Comparison of genetic differentiation at marker loci and quantitative traits


Juha Merilä, Section of Population Biology, Department of Ecology and Systematics, PL 17, FIN-00014, University of Helsinki, Finland. Tel.: +358 9 40 8374165; fax: +358 9 191 28701; e-mail:


The comparison of the degree of differentiation in neutral marker loci and genes coding quantitative traits with standardized and equivalent measures of genetic differentiation (FST and QST, respectively) can provide insights into two important but seldom explored questions in evolutionary genetics: (i) what is the relative importance of random genetic drift and directional natural selection as causes of population differentiation in quantitative traits, and (ii) does the degree of divergence in neutral marker loci predict the degree of divergence in genes coding quantitative traits? Examination of data from 18 independent studies of plants and animals using both standard statistical and meta-analytical methods revealed a number of interesting points. First, the degree of differentiation in quantitative traits (QST) typically exceeds that observed in neutral marker genes (FST), suggesting a prominent role for natural selection in accounting for patterns of quantitative trait differentiation among contemporary populations. Second, the FST – QST difference is more pronounced for allozyme markers and morphological traits, than for other kinds of molecular markers and life-history traits. Third, very few studies reveal situations were QST < FST, suggesting that selection pressures, and hence optimal phenotypes, in different populations of the same species are unlikely to be often similar.
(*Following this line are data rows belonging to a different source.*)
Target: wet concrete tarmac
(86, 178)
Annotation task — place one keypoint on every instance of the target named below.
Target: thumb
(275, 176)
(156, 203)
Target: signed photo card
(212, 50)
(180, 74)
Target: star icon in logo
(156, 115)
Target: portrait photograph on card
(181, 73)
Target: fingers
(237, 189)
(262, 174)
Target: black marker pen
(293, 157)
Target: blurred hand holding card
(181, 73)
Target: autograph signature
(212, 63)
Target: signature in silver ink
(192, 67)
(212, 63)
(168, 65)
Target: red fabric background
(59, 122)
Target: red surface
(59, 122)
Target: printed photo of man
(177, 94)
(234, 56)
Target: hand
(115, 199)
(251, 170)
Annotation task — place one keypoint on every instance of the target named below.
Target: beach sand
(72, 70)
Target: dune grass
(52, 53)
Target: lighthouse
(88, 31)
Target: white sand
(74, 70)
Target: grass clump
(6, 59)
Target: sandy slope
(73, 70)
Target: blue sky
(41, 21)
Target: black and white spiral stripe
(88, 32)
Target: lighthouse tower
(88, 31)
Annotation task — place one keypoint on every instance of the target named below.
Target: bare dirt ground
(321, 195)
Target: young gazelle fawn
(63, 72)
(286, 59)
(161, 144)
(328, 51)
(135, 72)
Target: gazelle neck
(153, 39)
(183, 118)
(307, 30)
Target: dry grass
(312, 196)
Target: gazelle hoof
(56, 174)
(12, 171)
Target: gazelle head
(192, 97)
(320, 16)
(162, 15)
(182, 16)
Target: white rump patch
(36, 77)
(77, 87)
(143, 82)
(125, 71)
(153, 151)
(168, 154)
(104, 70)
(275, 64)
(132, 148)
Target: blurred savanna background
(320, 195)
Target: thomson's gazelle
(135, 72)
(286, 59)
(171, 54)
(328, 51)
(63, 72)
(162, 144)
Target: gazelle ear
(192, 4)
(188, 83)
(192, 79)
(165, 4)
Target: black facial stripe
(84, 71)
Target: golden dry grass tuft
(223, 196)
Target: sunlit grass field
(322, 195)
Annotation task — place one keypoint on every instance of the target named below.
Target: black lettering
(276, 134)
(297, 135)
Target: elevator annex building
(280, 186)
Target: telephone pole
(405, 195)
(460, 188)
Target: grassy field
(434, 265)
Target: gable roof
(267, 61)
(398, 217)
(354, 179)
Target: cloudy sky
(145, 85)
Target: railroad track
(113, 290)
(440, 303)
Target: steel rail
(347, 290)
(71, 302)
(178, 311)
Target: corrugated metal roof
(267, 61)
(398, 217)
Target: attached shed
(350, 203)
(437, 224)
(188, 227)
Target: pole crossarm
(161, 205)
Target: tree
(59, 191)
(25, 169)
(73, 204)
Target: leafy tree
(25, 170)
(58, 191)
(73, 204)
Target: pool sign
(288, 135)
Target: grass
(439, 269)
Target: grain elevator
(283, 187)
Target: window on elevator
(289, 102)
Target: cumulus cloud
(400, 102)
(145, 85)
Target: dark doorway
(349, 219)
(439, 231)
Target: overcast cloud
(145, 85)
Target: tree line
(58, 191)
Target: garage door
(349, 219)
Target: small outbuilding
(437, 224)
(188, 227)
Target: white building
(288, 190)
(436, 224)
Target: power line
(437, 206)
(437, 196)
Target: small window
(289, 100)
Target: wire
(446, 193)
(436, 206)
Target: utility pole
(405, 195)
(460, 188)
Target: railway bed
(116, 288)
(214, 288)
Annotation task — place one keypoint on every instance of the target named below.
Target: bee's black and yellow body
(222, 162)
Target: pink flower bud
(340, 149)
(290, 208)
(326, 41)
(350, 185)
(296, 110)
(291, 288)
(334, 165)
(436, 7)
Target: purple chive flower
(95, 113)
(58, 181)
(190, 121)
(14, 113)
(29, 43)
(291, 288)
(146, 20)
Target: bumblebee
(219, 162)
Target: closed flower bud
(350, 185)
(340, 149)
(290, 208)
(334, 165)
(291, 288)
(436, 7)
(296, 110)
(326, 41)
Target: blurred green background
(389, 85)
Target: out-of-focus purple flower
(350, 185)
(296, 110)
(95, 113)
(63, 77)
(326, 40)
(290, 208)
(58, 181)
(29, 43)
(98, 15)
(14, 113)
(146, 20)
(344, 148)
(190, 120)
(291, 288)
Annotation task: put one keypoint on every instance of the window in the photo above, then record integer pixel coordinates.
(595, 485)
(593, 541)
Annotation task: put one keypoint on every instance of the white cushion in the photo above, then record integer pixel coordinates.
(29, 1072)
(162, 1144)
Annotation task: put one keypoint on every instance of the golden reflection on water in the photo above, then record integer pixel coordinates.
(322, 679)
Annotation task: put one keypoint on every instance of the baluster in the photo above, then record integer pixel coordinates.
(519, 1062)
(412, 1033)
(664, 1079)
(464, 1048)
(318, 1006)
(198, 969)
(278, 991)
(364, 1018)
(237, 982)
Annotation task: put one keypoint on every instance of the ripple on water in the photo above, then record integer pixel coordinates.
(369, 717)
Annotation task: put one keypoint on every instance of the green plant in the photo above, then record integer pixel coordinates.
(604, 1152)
Fourth, there is a strong correlation between QST and FST indices across the different studies for allozyme (r=0.81), microsatellite (r=0.87) and combined (r=0.75) marker data, suggesting that the degree of genetic differentiation in neutral marker loci is closely predictive of the degree of differentiation in loci coding quantitative traits. However, these interpretations are subject to a number of assumptions about the data and methods used to derive the estimates of population differentiation in the two sets of traits.